We need to think little about tomorrow, and only about today. Whether you’re the CEO of a startup company, or the executive in a Fortune 500 company, you don’t need to worry about what might happen. Because, in the path to success, one is guaranteed to face a few bumps along the way. It could be minor distractions in the form of a co-founder pulling out, or major ones such as a pending lawsuit that threatens the stability of the business. No matter what stage your business or life is in, bumps ought to happen. So, when you constantly worry about tomorrow, you’ll keep missing the opportunities that the present gives to you.
Peter Thiel the billionaire co-founder of PayPal and Palantir, as well as a powerful venture capitalist and hedge fund manager, says that none of his success would have happened if he had blindly followed in the footsteps of others. During a commencement speech at Hamilton College on Sunday, he urged graduate students to avoid trusting wisdom of the crowds and to live in the moment. Carpe Diem! Enjoy live and live in the moment without thinking too much of the future. Learn as if you were to live forever.

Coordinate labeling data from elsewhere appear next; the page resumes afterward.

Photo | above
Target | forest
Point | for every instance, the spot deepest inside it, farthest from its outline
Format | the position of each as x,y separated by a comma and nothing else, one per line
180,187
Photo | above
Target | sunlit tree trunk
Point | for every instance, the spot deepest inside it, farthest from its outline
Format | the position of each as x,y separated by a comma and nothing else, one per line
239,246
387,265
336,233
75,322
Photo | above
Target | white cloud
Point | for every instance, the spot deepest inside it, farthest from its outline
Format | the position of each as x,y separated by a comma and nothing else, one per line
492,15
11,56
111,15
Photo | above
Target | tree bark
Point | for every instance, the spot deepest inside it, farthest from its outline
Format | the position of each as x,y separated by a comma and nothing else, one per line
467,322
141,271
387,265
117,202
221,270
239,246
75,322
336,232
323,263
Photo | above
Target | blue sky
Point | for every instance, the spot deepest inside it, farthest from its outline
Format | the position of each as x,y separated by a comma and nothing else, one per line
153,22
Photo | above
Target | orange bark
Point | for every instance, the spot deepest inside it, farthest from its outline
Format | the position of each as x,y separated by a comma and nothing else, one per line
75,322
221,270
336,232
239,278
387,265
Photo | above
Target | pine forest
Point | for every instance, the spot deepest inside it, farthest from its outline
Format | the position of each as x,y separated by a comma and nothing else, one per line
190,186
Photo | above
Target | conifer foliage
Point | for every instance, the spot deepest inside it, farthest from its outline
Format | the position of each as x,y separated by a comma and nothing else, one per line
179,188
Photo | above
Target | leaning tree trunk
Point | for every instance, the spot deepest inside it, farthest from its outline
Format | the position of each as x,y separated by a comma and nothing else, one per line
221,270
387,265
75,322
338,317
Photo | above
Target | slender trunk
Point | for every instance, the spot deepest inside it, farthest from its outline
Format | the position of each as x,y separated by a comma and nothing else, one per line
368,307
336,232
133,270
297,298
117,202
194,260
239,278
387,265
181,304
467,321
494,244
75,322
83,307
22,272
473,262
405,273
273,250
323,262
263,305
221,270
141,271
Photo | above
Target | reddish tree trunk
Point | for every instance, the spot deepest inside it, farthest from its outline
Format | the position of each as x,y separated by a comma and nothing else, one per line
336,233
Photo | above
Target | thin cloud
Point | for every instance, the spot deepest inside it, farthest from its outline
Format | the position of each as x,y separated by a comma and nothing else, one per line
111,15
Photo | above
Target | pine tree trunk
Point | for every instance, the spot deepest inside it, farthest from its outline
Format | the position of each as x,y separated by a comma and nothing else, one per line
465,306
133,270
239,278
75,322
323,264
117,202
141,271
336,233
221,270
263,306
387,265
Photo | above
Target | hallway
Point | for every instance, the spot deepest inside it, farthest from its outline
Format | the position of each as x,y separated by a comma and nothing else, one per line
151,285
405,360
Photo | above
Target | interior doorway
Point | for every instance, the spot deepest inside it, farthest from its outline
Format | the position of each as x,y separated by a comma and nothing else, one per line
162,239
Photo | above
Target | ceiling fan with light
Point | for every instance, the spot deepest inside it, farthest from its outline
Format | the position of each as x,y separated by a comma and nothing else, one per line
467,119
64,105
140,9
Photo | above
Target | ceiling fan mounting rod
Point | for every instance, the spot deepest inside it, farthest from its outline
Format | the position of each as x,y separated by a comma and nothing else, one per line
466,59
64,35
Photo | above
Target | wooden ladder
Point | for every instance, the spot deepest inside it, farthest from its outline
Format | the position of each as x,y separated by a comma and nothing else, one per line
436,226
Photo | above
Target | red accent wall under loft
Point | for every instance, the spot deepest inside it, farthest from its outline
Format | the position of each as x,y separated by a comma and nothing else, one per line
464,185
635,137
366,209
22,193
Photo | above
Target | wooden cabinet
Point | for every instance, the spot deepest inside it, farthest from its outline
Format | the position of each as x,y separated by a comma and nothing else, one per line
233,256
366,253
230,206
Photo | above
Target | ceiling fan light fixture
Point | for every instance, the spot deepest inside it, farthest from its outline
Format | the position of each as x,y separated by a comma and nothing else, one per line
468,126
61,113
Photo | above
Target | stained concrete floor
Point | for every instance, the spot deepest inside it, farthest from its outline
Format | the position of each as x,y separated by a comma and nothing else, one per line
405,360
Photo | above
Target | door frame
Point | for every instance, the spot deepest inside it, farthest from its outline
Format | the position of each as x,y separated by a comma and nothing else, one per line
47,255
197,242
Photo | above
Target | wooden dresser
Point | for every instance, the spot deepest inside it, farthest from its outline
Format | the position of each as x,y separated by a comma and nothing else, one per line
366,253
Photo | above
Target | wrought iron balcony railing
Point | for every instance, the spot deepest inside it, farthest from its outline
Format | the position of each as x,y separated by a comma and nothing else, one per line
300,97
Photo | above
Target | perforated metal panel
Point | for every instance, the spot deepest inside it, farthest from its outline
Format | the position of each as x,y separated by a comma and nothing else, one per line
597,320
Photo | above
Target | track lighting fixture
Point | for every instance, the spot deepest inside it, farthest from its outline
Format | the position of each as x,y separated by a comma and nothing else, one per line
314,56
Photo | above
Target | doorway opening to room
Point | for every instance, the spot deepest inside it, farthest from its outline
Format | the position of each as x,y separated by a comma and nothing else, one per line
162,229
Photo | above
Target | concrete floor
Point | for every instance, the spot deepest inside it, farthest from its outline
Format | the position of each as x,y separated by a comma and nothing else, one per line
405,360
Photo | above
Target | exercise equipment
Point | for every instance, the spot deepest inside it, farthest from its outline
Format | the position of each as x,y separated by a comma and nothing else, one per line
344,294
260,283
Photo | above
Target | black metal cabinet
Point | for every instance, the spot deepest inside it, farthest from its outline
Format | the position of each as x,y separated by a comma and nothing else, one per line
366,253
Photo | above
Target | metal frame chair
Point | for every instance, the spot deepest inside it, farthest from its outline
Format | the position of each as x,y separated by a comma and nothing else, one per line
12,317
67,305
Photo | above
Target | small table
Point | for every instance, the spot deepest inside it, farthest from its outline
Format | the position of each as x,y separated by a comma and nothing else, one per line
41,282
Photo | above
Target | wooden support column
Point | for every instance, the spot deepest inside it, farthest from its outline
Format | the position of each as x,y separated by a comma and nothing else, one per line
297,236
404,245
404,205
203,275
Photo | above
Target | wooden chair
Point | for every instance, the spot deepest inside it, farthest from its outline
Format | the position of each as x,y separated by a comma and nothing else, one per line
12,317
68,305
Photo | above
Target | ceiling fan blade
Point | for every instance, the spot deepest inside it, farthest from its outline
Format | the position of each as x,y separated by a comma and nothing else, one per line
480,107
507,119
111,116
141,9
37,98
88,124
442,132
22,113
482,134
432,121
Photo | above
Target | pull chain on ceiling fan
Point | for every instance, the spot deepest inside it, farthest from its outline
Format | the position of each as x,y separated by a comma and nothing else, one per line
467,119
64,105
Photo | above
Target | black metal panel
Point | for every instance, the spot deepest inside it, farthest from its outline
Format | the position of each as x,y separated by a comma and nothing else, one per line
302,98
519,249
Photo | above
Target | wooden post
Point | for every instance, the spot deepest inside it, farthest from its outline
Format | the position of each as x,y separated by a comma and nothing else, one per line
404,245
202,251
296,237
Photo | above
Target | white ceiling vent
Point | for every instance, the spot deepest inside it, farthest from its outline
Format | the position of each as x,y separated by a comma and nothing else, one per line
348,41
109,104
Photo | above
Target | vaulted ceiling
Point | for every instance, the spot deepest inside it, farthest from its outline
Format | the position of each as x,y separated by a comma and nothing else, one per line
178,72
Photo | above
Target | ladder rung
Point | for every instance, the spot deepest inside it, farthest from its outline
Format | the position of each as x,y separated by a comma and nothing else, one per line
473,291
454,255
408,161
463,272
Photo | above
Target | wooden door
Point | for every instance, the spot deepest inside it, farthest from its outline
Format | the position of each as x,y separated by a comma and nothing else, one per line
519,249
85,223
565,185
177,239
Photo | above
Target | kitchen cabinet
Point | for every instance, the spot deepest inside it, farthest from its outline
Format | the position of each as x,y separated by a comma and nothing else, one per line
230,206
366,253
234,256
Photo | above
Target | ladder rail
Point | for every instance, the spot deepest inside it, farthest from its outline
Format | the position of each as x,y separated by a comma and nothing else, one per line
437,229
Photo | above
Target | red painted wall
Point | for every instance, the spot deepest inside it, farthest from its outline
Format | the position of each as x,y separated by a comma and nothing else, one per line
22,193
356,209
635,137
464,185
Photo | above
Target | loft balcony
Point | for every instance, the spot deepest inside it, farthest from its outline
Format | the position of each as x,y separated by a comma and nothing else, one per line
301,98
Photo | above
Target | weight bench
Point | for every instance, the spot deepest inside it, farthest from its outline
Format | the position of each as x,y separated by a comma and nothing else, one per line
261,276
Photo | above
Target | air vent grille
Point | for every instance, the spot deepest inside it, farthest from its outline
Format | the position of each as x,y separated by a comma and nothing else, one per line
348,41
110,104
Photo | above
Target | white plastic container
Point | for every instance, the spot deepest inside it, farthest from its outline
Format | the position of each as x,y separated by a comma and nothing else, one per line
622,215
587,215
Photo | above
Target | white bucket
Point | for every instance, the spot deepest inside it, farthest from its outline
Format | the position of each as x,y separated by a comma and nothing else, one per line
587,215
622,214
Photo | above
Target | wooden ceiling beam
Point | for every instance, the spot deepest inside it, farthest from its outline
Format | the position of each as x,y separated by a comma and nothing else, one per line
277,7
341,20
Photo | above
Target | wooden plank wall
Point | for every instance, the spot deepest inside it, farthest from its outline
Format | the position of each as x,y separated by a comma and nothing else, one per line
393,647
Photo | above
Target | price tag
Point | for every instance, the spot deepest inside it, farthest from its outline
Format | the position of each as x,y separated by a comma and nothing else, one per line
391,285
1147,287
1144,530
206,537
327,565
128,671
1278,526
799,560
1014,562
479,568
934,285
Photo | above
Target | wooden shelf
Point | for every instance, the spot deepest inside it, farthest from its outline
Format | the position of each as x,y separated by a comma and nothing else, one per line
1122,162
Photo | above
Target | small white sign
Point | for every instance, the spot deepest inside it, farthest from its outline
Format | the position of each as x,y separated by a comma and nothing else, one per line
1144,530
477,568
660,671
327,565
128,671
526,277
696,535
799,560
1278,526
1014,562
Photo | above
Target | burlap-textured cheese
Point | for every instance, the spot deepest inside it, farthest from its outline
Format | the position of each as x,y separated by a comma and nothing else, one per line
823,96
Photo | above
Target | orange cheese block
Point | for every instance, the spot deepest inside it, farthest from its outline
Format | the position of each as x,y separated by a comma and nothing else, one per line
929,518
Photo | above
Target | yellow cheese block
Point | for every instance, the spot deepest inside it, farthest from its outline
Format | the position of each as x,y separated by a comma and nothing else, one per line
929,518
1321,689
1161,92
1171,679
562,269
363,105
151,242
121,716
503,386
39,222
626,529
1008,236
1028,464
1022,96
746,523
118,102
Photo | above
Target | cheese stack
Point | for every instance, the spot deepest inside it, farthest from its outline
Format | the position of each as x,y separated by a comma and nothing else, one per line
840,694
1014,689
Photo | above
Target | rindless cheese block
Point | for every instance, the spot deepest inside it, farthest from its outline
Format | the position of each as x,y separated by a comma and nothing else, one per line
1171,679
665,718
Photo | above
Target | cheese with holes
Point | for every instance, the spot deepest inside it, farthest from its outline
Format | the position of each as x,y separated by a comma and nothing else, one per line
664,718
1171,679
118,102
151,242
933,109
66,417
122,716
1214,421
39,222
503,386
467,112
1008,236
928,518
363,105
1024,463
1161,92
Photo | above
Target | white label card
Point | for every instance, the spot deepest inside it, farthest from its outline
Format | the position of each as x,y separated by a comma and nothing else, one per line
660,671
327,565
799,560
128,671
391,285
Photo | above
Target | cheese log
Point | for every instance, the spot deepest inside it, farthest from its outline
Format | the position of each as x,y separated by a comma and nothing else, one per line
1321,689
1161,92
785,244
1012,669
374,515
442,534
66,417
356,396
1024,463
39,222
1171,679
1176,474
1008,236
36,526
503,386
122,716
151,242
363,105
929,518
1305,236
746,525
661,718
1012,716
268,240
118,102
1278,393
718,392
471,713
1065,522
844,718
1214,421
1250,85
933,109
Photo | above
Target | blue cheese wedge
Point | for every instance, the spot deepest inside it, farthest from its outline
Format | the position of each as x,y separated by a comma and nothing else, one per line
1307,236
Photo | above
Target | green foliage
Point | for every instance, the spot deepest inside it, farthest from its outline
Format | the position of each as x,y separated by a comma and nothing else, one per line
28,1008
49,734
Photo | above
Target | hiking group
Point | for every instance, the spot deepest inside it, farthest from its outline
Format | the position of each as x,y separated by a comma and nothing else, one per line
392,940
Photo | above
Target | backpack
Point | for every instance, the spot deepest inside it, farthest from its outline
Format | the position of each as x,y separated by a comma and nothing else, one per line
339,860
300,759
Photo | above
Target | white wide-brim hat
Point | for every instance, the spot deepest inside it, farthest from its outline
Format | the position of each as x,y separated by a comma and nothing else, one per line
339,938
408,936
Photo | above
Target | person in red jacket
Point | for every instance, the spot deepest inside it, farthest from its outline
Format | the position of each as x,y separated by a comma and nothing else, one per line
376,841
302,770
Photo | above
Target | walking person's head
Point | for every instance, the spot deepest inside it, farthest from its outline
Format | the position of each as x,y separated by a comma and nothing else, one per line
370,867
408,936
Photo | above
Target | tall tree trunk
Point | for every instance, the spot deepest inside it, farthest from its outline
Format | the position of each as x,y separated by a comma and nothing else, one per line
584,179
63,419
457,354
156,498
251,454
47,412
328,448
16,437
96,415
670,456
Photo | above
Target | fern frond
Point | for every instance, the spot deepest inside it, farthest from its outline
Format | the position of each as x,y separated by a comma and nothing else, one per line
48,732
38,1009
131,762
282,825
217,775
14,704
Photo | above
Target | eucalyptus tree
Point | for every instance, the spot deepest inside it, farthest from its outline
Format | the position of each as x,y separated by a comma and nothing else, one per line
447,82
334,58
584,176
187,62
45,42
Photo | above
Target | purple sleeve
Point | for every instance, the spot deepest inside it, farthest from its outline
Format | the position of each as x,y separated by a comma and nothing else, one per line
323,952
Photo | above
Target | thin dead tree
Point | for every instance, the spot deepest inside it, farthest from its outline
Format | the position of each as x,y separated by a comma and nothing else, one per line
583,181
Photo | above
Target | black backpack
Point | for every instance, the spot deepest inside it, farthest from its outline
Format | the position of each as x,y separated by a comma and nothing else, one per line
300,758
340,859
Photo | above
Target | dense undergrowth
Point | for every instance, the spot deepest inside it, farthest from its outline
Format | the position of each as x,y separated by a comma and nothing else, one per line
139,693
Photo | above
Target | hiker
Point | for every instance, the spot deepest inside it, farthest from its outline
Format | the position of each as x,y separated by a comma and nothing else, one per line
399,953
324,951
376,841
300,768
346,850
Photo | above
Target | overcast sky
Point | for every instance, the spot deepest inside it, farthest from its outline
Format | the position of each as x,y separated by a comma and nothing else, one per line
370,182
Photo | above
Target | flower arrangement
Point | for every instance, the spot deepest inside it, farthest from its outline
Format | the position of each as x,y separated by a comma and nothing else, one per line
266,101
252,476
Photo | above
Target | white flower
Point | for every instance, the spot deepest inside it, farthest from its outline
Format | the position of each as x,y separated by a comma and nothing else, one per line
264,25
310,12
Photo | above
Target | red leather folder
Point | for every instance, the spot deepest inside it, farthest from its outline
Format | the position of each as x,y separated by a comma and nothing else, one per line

“The best way to take this as advice is to do exactly the opposite. Live each day as if you will live forever. That means, first and foremost, that you should treat the people around you as if they too will be around for a very long time to come. The choices that you make today matter, because their consequences will grow greater and greater.”
For business leaders, being able to focus on the present is crucial. While, we cannot put a blind eye to the consequences of the choices we make today, we also cannot dwell on the future and ignore the present. It is especially necessary given the rapidly-changing and ambiguous nature of businesses requires leadership style where it’s Carpe Diem, or seize the day. It helps in three ways:
It helps leaders immediately recognize risk as an opportunity rather than a problem set into the future. By exploiting opportunities, leaders can sustain a competitive advantage.
Whether you’re a Yale graduate or a community college pass out, no exact blueprint to business success will last long. It’s all about constantly adapting and improvising, and influencing people by providing purpose and motivation to ensure success.
Success is predicated on execution with speed. In today’s rapidly-changing business world, leaders must be decisive, focused and must leverage resources swiftly.